Subject to the rules which we have here declared, there can be no right to have an existing statute continue in effect without repeal or modification, except as to a cause which has accrued and vested. 11 Amer.Jur. 1200; 16 Corpus Juris Secundum Constitutional Law, p. 646, § 223; Samples v. State,19 Ala. App. 478, 98 So. 211, certiorari denied with opinion210 Ala. 544, 98 So. 803.
In this connection appellant cites 16 Corpus Juris Secundum, Constitutional Law, § 709, p. 1497, which deals with the abolition of certain remedies, including sometimes statutory remedies. But the homicide statute is not the creation of a remedy, but of a cause of action for death by wrongful act, which did not exist at common law. If the cause of action exists, the remedy is otherwise provided and continues in full force. Death by wrongful act and personal injury not causing death are separate and distinct causes of action. Bruce v. Collier, 221 Ala. 22, 127 So. 553.
Again, since it does not appear that decedent was not an adult, capable of contracting, it is argued that, after the enactment of the law, by voluntarily accepting gratuitous transportation and in consideration thereof, she voluntarily assumed the risk provided by this Act, though it be otherwise ineffective. The subject of the power of an adult to contract so as to relieve another of the consequence of injuring him through negligence, has had much consideration in the courts and by text-writers. See 2 Contracts, American Law Institute, Restatement, §§ 574, 575; 13 Corpus Juris 491, section 437; Ex parte Mobile Light  R. R. Co., 211 Ala. 525, 101 So. 177, 34 A.L.R. 921.
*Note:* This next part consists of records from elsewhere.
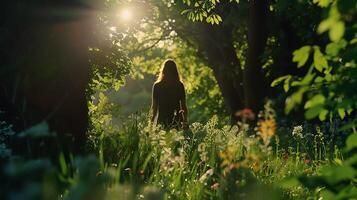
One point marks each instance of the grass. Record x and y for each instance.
(209, 161)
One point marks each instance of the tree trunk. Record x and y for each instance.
(216, 43)
(255, 87)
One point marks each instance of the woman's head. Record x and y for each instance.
(168, 72)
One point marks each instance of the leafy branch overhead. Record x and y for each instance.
(328, 85)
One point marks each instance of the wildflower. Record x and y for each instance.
(285, 156)
(206, 175)
(297, 132)
(245, 114)
(228, 156)
(215, 186)
(307, 161)
(267, 129)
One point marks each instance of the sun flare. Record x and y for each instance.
(126, 14)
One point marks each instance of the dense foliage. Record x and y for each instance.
(270, 89)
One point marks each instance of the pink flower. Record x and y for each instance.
(215, 186)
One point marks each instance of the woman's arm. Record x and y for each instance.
(183, 105)
(153, 103)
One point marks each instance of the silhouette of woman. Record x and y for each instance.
(168, 98)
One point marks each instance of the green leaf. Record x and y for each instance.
(341, 112)
(314, 112)
(325, 25)
(318, 99)
(322, 3)
(280, 79)
(294, 99)
(333, 48)
(319, 60)
(301, 55)
(351, 141)
(323, 114)
(336, 31)
(38, 131)
(336, 174)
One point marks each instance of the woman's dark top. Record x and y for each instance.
(169, 98)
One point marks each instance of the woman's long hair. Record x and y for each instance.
(168, 72)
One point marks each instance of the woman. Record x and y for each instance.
(168, 98)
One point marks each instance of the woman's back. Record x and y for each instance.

But if the Act was void because it was in violation of the Constitution, it is doubtful if it can be held that its terms were thereby impliedly accepted. For knowing it to be ineffectual, it may be presumed that it was ignored, in the absence of an express assent to it.
The principles which we have discussed are controlling on all the assignments of error. The rulings of the court accord with our views, and the judgment is therefore affirmed.
Affirmed.
ANDERSON, C. J., and GARDNER and BOULDIN, JJ., concur.